Aku jawab pertanyaan itu dengan hati yang sangat plong seperti telah lama hatiku terpenjara dan kini bebas. Aku lupa kalau saat ini ada Eka dalam hidupku.
***
Diam-diam ku atur persiapan pertunanganku dengan Ocha dan kini otakku mulai berfikir bagaimana cara menjelaskan semua ini dengan Eka. Aku ajak dia makan tak jauh dari butikku, wajahnya sangat ceria masih seperti saat pertama kali bertemu dirumahnya untuk meminta kembali cincin kenanganku.
"Kakak sibuk banget, sudah seminggu Eka pulang ke Indonesia baru bisa ketemu hari ini. Apa kakak tidak kangen sama Eka? "
Aku jawab pertanyaannya dengan senyuman, entah bagaimana harus ku mulai pembicaraan tentang niatku menikah dengan Ocha yang kini telah kembali denganku.

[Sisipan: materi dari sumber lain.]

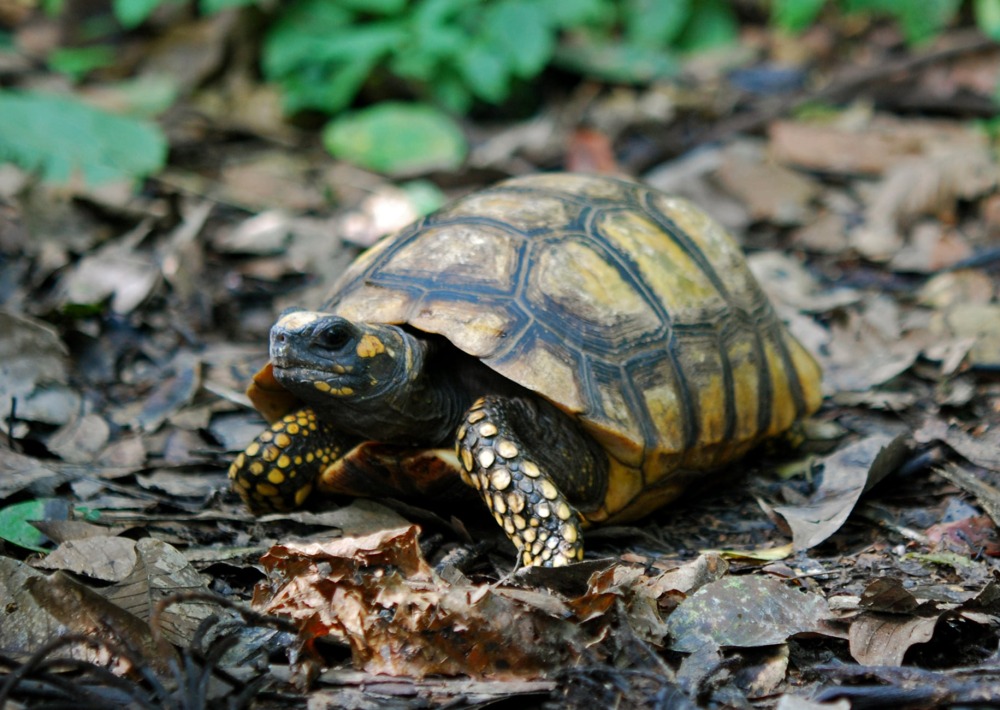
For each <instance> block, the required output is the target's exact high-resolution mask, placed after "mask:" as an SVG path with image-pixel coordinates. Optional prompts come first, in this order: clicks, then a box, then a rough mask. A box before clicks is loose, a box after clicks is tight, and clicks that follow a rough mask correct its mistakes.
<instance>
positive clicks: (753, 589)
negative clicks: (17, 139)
mask: <svg viewBox="0 0 1000 710" xmlns="http://www.w3.org/2000/svg"><path fill="white" fill-rule="evenodd" d="M829 616H830V610H829V607H828V606H827V603H826V600H825V599H824V598H823V597H821V596H819V595H817V594H812V593H809V592H802V591H799V590H796V589H793V588H792V587H789V586H788V585H786V584H785V583H784V582H780V581H778V580H776V579H772V578H765V577H732V576H730V577H724V578H723V579H720V580H718V581H716V582H710V583H709V584H706V585H705V586H704V587H702V588H701V589H699V590H698V591H697V592H695V593H694V594H692V595H691V596H690V597H688V598H687V599H685V600H684V601H683V602H681V603H680V605H679V606H678V607H677V609H676V610H675V611H674V613H673V614H671V615H670V618H669V619H668V620H667V625H668V627H669V629H670V636H671V643H670V648H672V649H673V650H675V651H682V652H687V653H691V652H695V651H698V650H699V649H702V648H719V647H723V646H725V647H730V646H735V647H738V648H751V647H757V646H772V645H775V644H781V643H784V642H785V641H787V640H788V639H789V638H790V637H792V636H794V635H795V634H799V633H803V632H806V631H816V632H818V631H821V630H822V626H823V620H824V619H826V618H828V617H829Z"/></svg>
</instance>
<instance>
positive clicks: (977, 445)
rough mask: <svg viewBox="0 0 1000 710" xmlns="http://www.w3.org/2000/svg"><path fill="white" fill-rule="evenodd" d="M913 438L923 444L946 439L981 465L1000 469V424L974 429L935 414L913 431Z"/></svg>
mask: <svg viewBox="0 0 1000 710" xmlns="http://www.w3.org/2000/svg"><path fill="white" fill-rule="evenodd" d="M913 439H914V441H916V442H917V443H920V444H929V443H931V442H932V441H943V442H944V443H946V444H947V445H948V446H950V447H951V448H953V449H954V450H955V451H957V452H958V453H959V454H961V455H962V456H964V457H965V458H966V459H968V460H969V461H971V462H972V463H974V464H976V465H977V466H982V467H983V468H988V469H990V470H991V471H1000V425H994V426H986V427H981V428H977V429H976V430H975V432H974V433H970V432H969V431H967V430H966V428H965V427H963V426H961V425H960V424H958V423H955V422H952V423H949V422H946V421H945V420H944V419H941V418H940V417H934V416H931V417H928V418H927V419H925V420H924V423H923V424H922V425H921V426H920V428H919V429H917V430H916V431H915V432H913Z"/></svg>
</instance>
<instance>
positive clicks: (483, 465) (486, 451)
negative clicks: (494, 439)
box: [477, 449, 496, 468]
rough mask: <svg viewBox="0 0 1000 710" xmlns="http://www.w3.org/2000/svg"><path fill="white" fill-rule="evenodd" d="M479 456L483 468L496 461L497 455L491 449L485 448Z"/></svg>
mask: <svg viewBox="0 0 1000 710" xmlns="http://www.w3.org/2000/svg"><path fill="white" fill-rule="evenodd" d="M477 458H478V459H479V465H480V466H482V467H483V468H489V467H490V466H492V465H493V462H494V461H496V456H494V455H493V452H492V451H491V450H490V449H483V450H482V451H480V452H479V456H478V457H477Z"/></svg>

"Kha, bagaimana kalau kakak bukan jodoh kamu?" tanyaku perlahan dengan Eka
"Kenapa kakak bertanya seperti itu ke Eka?"
"Saat kau pergi kakak tanpa sengaja ketemu kembali dengan Ocha, kamu ingatkan? Dia yang ingin ku lamar dengan cincin yang dulu kau beli. Dia mengajak kakak untuk kembali dan sekarang dia sudah siap menjadi istri kakak. Kakak masih sangat mencintainya, Kha"
Aku jelaskan bagaimana perasaanku dengannya yang hanya sebatas sayang dan bagaimana bahagianya aku saat Ocha ingin kembali bersamaku. Aku tahu semua ini akan melukai hatinya namun aku tidak ingin terus membohonginya dan memberi harapan palsu, lalu ku tanya apa yang harus ku lakukan saat ini, saat Ocha datang pada hidupku kembali menawarkan cinta dan aku telah memilki orang lain yang aku hanya sayang. Aku tahu Eka gadis yang sangat kuat tak ku lihat tangis itu jatuh dipipinya dan ia mendengarkan kebingunganku seperti sahabat yang mendengarkan curahan hati sahabatnya. Lama sekali kami terdiam larut dalam fikiran masing-masing hingga akhirnya Eka menarik nafas yang panjang dan melepasnya agar bercampur dengan udara pada restoran.
"Apa kakak bahagia dengannya?" pertanyaan Eka mencirkan kebisuan kami
"Iya Kha, kakak bahagia saat bersamanya, sangat bahagia"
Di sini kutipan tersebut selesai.